A Japanese research team has found a surprising way to make steel much tougher against repeated stress.
Instead of weakening the metal, carefully applied “fatigue training” before use actually makes it stronger, doubling its resistance to cracks.
The discovery could change how high-strength steels are prepared for use in cars, airplanes, and other demanding industries.
The study was led by scientists at the National Institute for Materials Science (NIMS) and published in Advanced Science.
Their work focuses on a long-standing problem in metallurgy known as the “fatigue limit ceiling.”
The fatigue limit is the maximum stress level that a material can endure again and again without breaking.
For most steels, this limit increases as their tensile strength (resistance to stretching) goes up. But once tensile strength passes about 1.4 gigapascals, the fatigue limit stops improving. In fact, some steels with extremely high tensile strength actually become more likely to crack under repeated stress.
This has forced manufacturers to use tempering heat treatments, which improve fatigue performance but lower the overall strength of the steel.
The NIMS team wanted a way around this trade-off. They turned to martensitic steel, a widely used high-strength steel, which is usually tempered before practical use.
Instead of tempering, they tried something new: putting the steel through a controlled series of stress cycles that were strong enough to “train” the metal, but not so strong that they caused cracks. This pre-fatigue training had a surprising effect.

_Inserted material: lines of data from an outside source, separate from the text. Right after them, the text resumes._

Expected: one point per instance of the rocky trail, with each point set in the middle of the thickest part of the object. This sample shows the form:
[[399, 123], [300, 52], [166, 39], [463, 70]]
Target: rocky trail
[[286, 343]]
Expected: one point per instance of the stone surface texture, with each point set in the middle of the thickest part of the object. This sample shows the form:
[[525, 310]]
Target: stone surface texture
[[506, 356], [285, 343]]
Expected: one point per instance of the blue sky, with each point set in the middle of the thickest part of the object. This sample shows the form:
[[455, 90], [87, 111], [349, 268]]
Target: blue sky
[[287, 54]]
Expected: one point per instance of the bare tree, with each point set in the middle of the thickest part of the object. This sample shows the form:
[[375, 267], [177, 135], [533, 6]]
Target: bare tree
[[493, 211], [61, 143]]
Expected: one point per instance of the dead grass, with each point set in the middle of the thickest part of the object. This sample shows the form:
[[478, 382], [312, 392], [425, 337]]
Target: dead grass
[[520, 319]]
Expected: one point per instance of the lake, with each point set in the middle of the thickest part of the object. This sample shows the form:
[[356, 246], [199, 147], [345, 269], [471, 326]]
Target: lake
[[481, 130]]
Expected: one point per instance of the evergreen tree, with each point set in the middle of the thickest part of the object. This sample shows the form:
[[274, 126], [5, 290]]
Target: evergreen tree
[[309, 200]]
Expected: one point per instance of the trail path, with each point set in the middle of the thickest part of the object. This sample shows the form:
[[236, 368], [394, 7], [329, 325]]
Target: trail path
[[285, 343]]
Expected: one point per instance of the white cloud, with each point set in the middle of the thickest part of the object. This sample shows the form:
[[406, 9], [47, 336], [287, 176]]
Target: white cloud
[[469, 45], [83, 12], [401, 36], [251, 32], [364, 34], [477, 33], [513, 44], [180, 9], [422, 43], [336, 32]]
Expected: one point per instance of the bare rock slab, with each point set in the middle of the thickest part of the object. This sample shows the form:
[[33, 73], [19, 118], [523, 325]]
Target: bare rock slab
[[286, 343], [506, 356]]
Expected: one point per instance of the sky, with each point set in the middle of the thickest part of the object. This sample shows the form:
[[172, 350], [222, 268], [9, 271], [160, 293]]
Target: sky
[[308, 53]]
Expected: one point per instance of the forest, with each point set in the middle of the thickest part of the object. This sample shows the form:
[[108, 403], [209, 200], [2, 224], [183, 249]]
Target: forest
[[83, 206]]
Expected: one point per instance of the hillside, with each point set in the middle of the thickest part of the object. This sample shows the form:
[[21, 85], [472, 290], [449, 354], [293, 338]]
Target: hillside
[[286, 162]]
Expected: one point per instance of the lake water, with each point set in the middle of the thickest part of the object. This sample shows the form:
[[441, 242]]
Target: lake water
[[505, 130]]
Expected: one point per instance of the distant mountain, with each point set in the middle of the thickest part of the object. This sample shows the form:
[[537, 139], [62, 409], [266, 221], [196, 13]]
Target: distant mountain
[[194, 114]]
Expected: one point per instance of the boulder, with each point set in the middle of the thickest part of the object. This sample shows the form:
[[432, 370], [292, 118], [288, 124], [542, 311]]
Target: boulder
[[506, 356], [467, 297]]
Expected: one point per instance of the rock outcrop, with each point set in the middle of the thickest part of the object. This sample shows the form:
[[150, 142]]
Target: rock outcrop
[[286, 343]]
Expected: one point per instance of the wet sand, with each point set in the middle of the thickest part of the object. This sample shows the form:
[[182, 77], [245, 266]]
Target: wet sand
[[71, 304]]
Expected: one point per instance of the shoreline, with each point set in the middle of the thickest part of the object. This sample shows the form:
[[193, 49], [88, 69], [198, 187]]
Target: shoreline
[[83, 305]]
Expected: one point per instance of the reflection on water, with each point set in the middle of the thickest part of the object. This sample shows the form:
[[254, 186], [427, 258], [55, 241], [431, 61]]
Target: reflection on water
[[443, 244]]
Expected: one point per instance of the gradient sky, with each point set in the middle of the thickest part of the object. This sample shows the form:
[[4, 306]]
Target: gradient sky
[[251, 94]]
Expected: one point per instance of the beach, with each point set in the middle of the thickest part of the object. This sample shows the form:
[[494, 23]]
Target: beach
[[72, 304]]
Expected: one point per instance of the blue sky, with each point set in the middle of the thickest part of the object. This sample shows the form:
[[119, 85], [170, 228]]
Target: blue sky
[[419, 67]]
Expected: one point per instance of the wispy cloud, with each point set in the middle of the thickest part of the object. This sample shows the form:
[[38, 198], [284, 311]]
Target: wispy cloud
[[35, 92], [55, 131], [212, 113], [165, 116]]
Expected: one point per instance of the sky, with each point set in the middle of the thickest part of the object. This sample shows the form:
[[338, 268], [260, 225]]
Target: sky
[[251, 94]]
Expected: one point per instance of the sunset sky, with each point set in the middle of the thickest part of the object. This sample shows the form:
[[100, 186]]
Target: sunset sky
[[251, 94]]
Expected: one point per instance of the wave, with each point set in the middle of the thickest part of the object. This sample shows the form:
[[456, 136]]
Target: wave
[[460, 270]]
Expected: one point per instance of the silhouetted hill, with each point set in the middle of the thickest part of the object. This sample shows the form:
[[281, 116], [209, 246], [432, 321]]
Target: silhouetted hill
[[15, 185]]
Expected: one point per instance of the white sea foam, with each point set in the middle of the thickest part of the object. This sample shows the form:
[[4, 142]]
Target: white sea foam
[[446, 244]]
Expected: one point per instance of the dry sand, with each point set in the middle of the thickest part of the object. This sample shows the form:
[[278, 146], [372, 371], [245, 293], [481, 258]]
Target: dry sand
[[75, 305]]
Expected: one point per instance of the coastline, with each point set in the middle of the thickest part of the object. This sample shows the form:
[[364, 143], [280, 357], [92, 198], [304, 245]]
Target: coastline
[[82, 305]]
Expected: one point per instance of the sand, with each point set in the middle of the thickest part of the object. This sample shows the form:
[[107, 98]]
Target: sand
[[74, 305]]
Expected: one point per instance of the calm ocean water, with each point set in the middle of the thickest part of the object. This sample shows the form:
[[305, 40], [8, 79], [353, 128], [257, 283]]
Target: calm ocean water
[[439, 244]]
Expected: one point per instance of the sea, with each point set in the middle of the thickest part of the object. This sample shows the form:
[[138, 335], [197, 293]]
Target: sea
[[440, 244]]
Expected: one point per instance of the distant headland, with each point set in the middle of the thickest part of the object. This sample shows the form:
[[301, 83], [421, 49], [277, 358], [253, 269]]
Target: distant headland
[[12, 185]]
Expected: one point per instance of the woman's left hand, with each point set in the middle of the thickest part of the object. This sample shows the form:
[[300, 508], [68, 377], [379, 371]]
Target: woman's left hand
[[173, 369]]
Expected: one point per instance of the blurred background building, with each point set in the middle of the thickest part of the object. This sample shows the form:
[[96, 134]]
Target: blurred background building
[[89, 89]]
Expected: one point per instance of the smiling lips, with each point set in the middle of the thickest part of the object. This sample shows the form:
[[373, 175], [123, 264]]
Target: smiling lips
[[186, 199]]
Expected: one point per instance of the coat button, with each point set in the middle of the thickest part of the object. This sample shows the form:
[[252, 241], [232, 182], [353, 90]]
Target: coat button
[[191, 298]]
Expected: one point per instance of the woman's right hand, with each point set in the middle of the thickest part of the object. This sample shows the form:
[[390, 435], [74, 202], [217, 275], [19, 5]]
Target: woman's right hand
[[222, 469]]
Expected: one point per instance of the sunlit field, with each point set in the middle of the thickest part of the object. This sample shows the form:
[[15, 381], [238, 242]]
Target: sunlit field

The researchers discovered that the main reason cracks form in very strong steels is the mismatch in elastic strain at grain boundaries—the tiny edges between crystal structures inside the metal.
Normally, repeated stress makes this worse and eventually starts cracks. But under controlled conditions, the pre-fatigue process actually relieved this internal mismatch. As a result, the steel became far more resistant to crack initiation, which is the very first step of failure.
The results were dramatic. Martensitic steel with a tensile strength of 1.6 gigapascals—normally sitting right at the fatigue limit ceiling—showed a fatigue limit twice as high after pre-fatigue training.
This is the first time researchers have shown that fatigue itself, usually thought of as harmful, can be harnessed to prevent damage.
Because the new method strengthens steel without significantly reducing its tensile strength, it offers a promising alternative to traditional tempering. The team hopes to refine this “microstructural design strategy” and apply it to a wide range of materials, not just steel.
If successful, the approach could pave the way for safer, longer-lasting, and lighter components in many industries, helping bring ultra-high-strength materials into everyday use.